Un des facteurs primordiaux, quelle que soit l'aventure sportive et humaine, reste l'esprit des joueurs mais aussi et surtout des dirigeants. Depuis huit ans, Éric a connu pas mal de désillusions. Et à en croire sa mauvaise expérience avec notre ancien club, le monde du foot amateur n'est pas forcément plus sympa que le monde professionnel. À la tête des jeunes pendant quatre ans, Éric avait ainsi fait monter l'équipe senior de deux divisions avant de se faire licencier du jour au lendemain par ses deux ex-présidents. "C'était de la malhonnêteté, j'ai été dégoûté. J'avais donné neuf ans de ma vie à ce club. Les deux équipes sont montées cette année-là, on avait fait deux beaux parcours en coupe. Je suis maintenant moins naïf. C'était mon club. J'ai vraiment pris une grosse claque." Depuis, il privilégie la valeur humaine des joueurs à leur talent. "Les mentalités ont évolué, les gars sont de plus en plus individualistes. S'ils ne jouent pas, ils vont très rapidement changer de club. À Quimperlé, les joueurs sont attachés à leur club."

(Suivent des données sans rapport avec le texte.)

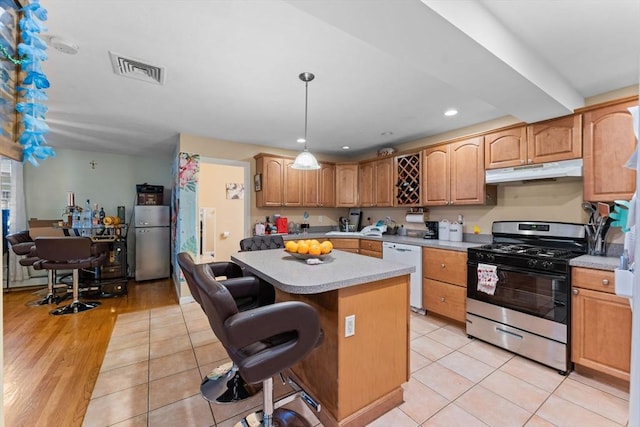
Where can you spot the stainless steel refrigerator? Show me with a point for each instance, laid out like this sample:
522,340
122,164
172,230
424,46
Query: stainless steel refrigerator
152,231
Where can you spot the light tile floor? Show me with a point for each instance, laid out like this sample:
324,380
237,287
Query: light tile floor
151,374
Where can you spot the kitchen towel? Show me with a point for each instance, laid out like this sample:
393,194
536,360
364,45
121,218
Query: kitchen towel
487,278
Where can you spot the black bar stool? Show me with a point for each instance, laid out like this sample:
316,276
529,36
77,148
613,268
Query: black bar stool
69,253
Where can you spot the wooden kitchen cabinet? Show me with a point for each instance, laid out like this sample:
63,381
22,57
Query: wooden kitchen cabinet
318,186
375,187
548,141
444,283
346,185
372,248
454,175
600,323
609,141
407,179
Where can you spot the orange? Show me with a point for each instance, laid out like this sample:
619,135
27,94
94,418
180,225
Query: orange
325,247
291,246
303,248
315,249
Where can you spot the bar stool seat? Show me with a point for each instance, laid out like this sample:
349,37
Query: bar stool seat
69,253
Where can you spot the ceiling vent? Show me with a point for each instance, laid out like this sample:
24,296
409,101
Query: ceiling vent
136,69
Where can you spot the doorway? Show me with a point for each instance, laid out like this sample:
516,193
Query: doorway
223,188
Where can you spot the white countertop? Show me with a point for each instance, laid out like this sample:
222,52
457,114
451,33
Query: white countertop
340,269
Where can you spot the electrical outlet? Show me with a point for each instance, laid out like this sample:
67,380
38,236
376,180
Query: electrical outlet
350,325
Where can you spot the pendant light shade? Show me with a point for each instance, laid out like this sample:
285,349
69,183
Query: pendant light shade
305,160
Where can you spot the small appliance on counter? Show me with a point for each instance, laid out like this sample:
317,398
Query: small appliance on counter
432,230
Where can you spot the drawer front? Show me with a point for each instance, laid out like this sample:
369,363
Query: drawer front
374,254
597,280
345,243
445,299
371,245
445,266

Une bonne gestion des fêtes pour être frais

Comme les pros, Le FC Quimperlé a repris l'entraînement le 27 décembre. Pas simple pour des joueurs qui doivent composer avec leur taff, le repas chez le beau-frère ou belle-maman. Qui dit fêtes de fin d'année, dit aussi bien évidemment, picole et bouffe grasse. Pour éviter de voir ses joueurs finir une cravate sur la tête avec une tâche de gros rouge sur la chemise, le club a organisé une petite bouffe avec les dirigeants, femmes et enfants le 31 décembre pour fêter le réveillon. Éric avait d'ailleurs prévu une séance matinale le 1er janvier... "Ceux qui avaient autre chose de prévu peuvent y aller mais je ne pense pas qu'il fasse n'importe quoi. Sinon le 5 janvier c'est mort. S'ils ne sont pas motivés en ce moment, ils ne le seront jamais." À la reprise, les dix-huit joueurs étaient bien présents à l'entraînement. Une condition d'autant plus importante que les joueurs ont enchaîné dix-sept matches depuis fin août.
 


Un stade plein

Enfin, dernière condition pour espérer créer la surprise, c'est bien sûr l'ambiance du stade dans lequel son équipe va évoluer. Éric, ancien joueur passé par le centre de formation de l'En Avant Guingamp, avait joué le SCO d'Angers alors en Ligue 2 en 2000 lorsqu'il évoluait au CEP Lorient dans un stade du Moustoir quasi-vide. Ce week-end, le Stade Brestois accueille en plus le Paris-Saint-Germain, Vannes située à quelques encablures reçoit Monaco [1]. "Comment veux-tu remplir le Moustoir?", interroge-t-il. "Cela m'a servi de leçon pour cette fois-ci. On a directement souhaité jouer dans notre stade petit mais qui sera plein". Le club attend, en effet, 4.000 personnes au stade Jean-Charter qui sera bouillant malgré les inondations qui ont touché la région pendant la période des fêtes et qui ont bien failli compromettre la tenue de cette rencontre. Quel que soit le résultat, la fête sera de toute façon belle pour le club breton qui a d’ores et déjà empoché 35.000 euros grâce à la coupe. Un joli pactole quand on sait que le budget annuel de la structure est d'environ 150.000 euros. Cette épopée a également permis à Éric de croire à nouveau aux belles valeurs du football. "Elle m'a aussi permis de prouver, malgré tout, que je ne suis pas si nul que ça..." Elle nous a donné la possibilité de nous retrouver une heure autour d'un café, et à moi de le remercier pour ces belles années.

 

[1] Article écrit avant les annulations dues aux intempéries.